I’ve often heard it said that pride comes before the fall. I'm sure John Edwards might have a few lessons to share on this.
Well, I received a quick schooling in this myself over the snowy weekend. Now, no fears, I’ve certainly not committed any Edwardian gaffes (as evidenced by the fact that I'm still out here writing dumb haiku verses and not picking my tossed belongings out of the snow)- but my severely aching muscles are a tender reminder that pride certainly can harm.
Since my daughter started pre-school five months ago I figured that I’d start working out on a regular basis for the first time ever in my life. I’ve done a pretty good job sticking with going to the gym at least three times a week and am starting to finally notice some results.
Because of the ice over the weekend I couldn’t get out to do my usual Saturday workout so I figured that I’d try using one of my wife’s easy exercise DVDs. And, yeah, this is where the pride comes in.
Now I'm a guy who stays home with his kid. I blog on a mom's site. I'm certainly not sexist. But, you see, this DVD not only featured a female on the cover but also an all-female group of ladies exercising in the background. There was not a single dude ANYWHERE on this video. I was comfortable enough to do a "women's" workout. But as a guy I knew I'd have to modify it. I messed up here in two ways:
1) I figured that since I had all of five months of gym workouts under my belt then I was not only physically able to keep up with any chick but I could also double up on the weights she used.
2) I didn’t sit on the sofa with a beer and just enjoy watching the ladies exercise.

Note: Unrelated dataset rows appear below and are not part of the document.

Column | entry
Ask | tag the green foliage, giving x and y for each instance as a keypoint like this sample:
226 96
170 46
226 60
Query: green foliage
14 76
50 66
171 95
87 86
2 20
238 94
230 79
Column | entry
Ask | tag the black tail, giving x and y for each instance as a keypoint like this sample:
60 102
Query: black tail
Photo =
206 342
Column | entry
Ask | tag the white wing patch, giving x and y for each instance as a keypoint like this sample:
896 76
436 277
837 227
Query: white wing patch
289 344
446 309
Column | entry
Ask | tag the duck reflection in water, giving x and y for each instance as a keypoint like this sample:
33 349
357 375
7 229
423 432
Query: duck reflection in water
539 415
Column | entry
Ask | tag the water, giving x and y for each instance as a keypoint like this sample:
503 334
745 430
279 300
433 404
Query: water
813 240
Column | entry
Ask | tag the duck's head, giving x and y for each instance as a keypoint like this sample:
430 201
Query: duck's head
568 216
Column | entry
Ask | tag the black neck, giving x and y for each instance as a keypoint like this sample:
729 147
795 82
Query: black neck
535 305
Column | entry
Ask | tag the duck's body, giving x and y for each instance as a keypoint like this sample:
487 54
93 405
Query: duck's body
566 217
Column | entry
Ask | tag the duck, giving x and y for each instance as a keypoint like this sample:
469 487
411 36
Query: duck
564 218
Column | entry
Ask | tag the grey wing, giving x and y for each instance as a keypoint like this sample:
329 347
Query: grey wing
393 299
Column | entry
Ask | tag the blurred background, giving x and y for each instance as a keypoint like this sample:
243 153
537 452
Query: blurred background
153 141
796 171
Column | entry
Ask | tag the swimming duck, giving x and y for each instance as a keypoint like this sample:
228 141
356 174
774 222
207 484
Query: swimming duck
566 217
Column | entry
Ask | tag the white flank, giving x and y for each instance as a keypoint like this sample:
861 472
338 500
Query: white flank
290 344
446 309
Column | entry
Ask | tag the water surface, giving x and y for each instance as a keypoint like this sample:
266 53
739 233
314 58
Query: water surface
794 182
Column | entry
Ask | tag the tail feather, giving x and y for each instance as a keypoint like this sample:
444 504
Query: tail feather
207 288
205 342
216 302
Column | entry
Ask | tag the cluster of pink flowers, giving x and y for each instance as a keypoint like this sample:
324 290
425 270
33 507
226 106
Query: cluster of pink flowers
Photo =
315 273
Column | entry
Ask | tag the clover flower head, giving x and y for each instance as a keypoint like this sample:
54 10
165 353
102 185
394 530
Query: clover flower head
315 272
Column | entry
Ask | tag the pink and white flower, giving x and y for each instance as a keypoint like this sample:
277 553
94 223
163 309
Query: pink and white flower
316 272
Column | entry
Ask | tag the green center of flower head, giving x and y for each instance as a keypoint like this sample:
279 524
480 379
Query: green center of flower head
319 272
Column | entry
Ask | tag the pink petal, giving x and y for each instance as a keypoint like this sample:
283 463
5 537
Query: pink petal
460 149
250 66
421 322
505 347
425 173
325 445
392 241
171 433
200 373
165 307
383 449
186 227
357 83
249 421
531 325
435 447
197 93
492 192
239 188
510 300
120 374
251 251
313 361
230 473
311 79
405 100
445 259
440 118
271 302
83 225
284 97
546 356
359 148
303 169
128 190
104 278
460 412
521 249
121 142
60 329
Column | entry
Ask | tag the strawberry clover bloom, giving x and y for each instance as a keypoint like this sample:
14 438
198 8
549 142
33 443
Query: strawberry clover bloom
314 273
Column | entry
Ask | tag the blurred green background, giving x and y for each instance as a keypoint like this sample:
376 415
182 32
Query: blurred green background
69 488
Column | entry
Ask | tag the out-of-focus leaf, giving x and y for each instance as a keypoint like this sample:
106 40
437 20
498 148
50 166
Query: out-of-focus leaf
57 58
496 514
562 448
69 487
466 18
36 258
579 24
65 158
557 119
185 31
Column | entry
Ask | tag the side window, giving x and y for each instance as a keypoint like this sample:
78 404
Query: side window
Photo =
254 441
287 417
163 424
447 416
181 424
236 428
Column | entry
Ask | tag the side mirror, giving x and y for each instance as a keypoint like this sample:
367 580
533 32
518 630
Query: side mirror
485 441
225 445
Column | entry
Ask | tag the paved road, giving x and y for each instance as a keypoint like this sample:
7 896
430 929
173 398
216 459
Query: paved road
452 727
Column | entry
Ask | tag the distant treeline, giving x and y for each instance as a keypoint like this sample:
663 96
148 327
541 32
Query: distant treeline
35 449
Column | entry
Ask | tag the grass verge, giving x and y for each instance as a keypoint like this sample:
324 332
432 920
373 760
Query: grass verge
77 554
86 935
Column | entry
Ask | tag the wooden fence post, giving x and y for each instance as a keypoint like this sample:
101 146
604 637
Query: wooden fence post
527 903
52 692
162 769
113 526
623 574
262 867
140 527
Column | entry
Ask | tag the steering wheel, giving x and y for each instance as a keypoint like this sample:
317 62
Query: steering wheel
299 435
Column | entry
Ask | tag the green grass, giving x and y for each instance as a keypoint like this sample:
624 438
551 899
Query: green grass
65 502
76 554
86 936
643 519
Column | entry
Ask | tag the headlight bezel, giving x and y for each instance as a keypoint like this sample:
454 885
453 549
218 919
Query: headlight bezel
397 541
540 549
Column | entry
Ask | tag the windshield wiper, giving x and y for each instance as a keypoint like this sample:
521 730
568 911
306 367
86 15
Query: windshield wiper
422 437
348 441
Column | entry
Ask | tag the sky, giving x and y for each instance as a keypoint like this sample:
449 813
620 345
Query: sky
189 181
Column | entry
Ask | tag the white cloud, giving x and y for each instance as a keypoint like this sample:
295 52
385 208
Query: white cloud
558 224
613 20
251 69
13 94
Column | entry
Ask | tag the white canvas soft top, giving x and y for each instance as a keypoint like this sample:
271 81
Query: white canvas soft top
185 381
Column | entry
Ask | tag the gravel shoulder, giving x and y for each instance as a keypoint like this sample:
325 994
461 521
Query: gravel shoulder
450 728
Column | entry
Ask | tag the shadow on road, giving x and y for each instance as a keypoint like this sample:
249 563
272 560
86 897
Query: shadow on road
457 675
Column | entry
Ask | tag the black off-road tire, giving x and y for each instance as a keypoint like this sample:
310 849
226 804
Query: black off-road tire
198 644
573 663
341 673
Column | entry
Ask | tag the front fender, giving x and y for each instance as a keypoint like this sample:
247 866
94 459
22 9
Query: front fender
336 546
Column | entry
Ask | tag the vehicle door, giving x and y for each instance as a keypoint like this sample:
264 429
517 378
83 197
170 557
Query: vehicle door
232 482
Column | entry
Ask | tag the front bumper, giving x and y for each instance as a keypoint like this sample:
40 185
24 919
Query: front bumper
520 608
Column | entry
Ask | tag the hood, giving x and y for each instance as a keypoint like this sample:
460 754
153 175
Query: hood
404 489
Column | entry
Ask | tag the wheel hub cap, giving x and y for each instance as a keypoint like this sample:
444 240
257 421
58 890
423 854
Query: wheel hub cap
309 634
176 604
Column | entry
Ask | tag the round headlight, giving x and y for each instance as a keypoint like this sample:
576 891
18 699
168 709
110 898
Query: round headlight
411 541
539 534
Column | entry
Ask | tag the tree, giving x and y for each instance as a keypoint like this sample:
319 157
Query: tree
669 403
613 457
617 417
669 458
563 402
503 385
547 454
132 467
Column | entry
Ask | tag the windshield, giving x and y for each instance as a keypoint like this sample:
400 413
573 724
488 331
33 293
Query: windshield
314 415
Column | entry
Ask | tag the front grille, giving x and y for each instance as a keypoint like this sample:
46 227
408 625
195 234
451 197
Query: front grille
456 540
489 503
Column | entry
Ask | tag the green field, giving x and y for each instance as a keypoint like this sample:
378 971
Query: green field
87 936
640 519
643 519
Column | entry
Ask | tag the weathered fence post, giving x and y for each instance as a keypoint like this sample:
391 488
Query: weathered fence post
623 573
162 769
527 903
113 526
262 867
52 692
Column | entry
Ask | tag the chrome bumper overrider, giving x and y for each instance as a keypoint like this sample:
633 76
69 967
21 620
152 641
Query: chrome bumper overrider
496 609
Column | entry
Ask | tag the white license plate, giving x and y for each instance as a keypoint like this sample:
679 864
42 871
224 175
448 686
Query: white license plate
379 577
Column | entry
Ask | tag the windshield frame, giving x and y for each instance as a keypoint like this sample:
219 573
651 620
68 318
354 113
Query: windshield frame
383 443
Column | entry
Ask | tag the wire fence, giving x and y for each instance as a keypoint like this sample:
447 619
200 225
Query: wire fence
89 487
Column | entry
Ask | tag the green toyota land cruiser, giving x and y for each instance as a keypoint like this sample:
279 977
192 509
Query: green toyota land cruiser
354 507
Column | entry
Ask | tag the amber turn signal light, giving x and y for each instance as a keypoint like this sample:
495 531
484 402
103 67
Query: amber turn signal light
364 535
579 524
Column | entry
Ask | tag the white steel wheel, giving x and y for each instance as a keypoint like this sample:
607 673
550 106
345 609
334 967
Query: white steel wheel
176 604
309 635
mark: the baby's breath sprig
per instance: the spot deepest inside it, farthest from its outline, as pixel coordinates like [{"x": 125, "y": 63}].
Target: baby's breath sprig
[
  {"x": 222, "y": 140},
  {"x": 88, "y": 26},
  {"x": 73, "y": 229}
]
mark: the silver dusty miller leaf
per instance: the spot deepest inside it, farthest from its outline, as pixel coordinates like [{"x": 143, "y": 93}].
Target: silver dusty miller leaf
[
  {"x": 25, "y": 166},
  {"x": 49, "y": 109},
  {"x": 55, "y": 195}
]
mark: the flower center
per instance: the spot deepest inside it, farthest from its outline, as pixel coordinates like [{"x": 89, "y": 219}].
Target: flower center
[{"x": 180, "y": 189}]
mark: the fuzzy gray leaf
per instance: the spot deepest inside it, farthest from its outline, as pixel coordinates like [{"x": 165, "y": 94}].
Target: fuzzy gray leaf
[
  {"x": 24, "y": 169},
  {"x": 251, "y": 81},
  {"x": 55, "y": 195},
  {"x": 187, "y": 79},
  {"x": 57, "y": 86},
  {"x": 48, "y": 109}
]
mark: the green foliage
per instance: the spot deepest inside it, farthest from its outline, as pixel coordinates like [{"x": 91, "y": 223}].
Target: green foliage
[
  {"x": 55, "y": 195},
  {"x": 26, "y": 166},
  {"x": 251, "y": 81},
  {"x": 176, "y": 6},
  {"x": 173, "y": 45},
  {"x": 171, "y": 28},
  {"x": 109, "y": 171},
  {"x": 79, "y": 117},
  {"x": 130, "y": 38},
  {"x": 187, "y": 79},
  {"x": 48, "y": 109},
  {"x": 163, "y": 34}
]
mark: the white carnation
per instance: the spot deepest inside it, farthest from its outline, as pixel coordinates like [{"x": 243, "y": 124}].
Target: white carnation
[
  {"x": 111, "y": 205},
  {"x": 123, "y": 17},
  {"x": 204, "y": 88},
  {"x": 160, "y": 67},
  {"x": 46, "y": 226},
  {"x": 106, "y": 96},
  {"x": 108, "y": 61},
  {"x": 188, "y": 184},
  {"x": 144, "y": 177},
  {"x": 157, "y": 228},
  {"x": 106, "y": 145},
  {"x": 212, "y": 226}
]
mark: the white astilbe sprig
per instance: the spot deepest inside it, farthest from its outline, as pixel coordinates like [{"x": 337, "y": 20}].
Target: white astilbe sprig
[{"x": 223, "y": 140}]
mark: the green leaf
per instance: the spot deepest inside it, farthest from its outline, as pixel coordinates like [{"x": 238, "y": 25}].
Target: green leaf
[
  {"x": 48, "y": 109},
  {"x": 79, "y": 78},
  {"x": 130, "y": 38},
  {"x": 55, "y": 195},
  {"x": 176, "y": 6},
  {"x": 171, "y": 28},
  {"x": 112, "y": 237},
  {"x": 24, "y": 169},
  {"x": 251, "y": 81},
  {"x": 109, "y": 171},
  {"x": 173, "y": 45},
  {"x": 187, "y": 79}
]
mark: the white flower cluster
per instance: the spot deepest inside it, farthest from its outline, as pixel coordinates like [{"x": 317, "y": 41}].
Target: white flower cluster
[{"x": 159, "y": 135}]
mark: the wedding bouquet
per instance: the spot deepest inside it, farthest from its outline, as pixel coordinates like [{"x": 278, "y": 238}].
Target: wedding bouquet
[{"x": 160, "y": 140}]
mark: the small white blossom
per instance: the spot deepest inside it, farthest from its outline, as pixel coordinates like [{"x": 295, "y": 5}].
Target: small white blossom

See, I thought that my easy little gym routine was way harder than anything some softy could throw down on a DVD marketed at women. And as a result I ache in every single muscle of my body. I really think I tore something.
Each step up or down a riser here in our three story townhome is torture on my thighs. The effort and pain that comes with raising my arms above my head to shampoo my hair is astounding. I'm thinking about going for dreadlocks. Seriously, mon. Dreadlocks.
I think the DVD box had the word “ripped” somewhere on it (frankly, I’m not walking up two flights of stairs to verify) and that is a pretty accurate description of what it did to me.
Fortunately it only took an exercise tape to remind me of the danger of pride- I fear Mr. Edwards may have a tape of an entirely different nature floating around to remind him.